1 – Bonjour, Émile !  C’est un honneur pour nous au Brésil, de pouvoir vous interviewer ! Et merci à vous de porter une attention toute particulière à ce site consacré aussi à la BD Francophone. Est-ce que vous pouviez imaginer qu’un site comme ça existait dans un pays, si loin de la France, où la BD franco-belge n’est pas aussi présente ? 

Et bien aujourd’hui, avec les moyens de communication qu’il y a, avec Internet, on espère que ça puisse se transmettre et que l’on puisse en fait avoir ainsi une entente partout dans le monde. On est ravi en fait que même au Brésil on puisse aussi être lu. Et ça c’est fantastique !

Moi, en ce qui me concerne, je crois que « Le Journal d’un Ingénu » a été traduit il n’y a pas très longtemps en Portugais alors je suis ravi que ça arrive aussi vite, voilà !

2 – Dans votre style, l’influence de la Ligne Claire est évidente. Comment cette passion a-t-elle commencé pour vous ?

Je dis souvent que pour moi la Ligne Claire, le dessin… c’est juste un outil, c’est mon écriture manuscrite quoi. Et comme j’ai grandi finalement avec l’École Franco-Belge et avec Tintin notamment, et bien c’est un outil que je connais bien depuis toujours et que j’ai appris à manier en grandissant, peu à peu.

Aujourd’hui je m’en sers, non pas comme quelque chose d’original ou un style de dessin original, mais plutôt  comme une écriture qui est accessible à énormément de gens parce que tout le monde a déjà au moins feuilleté un Tintin et connaît cette écriture graphique, simple et très accessible. C’est pour ça que j’ai adopté la Ligne Claire. Complètement naturellement et pas pour soucis d’esthétique.

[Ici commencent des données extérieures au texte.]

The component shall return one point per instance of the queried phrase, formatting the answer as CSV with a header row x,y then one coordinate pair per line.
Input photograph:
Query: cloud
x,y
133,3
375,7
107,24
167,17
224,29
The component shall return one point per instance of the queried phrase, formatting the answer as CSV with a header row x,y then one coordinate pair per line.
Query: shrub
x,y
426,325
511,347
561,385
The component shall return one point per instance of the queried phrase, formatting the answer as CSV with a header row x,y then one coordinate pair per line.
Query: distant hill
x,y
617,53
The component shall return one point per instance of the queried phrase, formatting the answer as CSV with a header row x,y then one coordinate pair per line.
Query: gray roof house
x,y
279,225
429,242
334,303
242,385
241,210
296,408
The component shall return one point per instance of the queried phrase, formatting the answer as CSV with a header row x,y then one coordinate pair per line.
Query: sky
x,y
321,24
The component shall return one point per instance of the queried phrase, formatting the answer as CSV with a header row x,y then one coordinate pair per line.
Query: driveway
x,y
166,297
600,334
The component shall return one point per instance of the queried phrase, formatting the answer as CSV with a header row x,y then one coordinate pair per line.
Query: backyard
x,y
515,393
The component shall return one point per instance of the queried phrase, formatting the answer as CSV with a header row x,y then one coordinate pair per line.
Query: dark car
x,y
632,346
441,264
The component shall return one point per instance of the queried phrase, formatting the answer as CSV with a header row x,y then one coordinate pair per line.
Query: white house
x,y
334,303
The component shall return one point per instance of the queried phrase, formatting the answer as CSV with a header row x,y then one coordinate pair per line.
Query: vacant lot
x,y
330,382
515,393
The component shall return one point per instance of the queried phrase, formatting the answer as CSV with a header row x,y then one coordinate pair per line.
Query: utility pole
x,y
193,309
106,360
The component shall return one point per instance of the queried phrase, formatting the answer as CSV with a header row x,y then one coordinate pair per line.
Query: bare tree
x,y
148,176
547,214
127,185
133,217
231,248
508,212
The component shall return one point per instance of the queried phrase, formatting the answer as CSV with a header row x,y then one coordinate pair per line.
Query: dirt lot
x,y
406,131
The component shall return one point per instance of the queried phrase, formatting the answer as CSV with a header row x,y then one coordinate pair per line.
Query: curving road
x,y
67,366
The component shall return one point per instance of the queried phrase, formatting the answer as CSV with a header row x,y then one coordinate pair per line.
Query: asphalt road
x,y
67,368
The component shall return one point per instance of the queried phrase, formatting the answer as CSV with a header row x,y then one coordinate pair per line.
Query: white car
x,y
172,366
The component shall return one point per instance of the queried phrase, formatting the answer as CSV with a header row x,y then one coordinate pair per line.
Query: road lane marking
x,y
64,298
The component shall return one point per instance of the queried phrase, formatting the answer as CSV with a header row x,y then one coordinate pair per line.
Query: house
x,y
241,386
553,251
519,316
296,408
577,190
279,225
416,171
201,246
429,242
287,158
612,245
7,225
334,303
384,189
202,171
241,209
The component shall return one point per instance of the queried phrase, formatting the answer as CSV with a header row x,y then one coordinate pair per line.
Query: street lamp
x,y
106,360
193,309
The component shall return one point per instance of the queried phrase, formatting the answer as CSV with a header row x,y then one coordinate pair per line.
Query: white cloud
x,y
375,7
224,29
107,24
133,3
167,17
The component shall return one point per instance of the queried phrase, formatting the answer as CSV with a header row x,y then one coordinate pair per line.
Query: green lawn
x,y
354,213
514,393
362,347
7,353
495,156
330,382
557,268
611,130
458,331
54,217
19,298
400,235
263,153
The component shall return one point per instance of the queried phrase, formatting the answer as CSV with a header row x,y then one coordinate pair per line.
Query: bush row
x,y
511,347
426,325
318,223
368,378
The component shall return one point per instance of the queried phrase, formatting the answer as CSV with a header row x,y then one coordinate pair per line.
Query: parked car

Encore une fois je ne suis pas du tout dans la tendance théorique et esthétique de la Ligne Claire en disant « oui la ligne claire c’est un aplat avec un trait fin, etc… ». Pour moi, ça n’est pas du tout ça. Je suis plus dans la vision qu’en avait Hergé, c’est à dire un dessin clair au service d’une histoire claire et que ce qui doit être clair avant tout c’est l’histoire elle-même et sa narration proprement dite. Le dessin étant au service de l’histoire ! Donc pour moi c’est quelque chose… d’assez naturel.

3 – Dans « Le Jardin d’Émile Bravo », une bande dessinée parue en février 2014, vous avez créé une parodie de Blake et Mortimer. Auriez-vous envie de dessiner un album entier de ces célèbres personnages créés par Edgar Pierre Jacobs ?

Nous avions un projet avec Johan Sfarr, vers la fin des années ’90 il me semble. Et nous nous étions dit que ce serait rigolo d’en faire un album qui soit vraiment dans l’esprit de Jacobs, par son côté Hitchcockien. Johan avait commencé à en faire un synopsis de deux pages et je m’étais mis au dessin. L’idée était d’en faire le scénario ensemble !

On pensait vraiment que les nouveaux albums de Blake et Mortimer étaient en fait une espèce de parodie de l’univers de Jacobs et nous pensions qu’il y avait peut-être mieux à faire en écrivant une histoire plutôt très sombre. Nous voulions surtout faire une histoire qui expliquait que finalement ces personnages c’était « l’Opéra de papier » de Jacobs tel qu’il l’avait dit et qu’en fait elle lui appartenait, que c’était son œuvre et que finalement il valait donc mieux ne pas trop y toucher. Donc nous voulions faire cet album pour expliquer ça.

Mais certainement pas par fascination de l’univers de Jacobs. Moi je l’ai lu quand j’étais gamin et c’est quelque chose qui m’enthousiasmait quand j’avais 10/12 ans. Aujourd’hui cet univers là est quand même assez difficile à lire avec son côté très… masculin.

On pensait justement qu’il y avait quelque chose de plus iconoclaste à faire, et ça c’est l’esprit de Jacobs ! J’ai donc fait cette petite BD avec Joan Sfar et c’était mon petit côté un peu provocateur que le fait de remplacer Blake et Mortimer par des officiers nazis ; pour « dénoncer » justement le côté rigoureux qu’il y avait dans le travail de Jacobs lui-même. Mais c’était complètement potache quoi !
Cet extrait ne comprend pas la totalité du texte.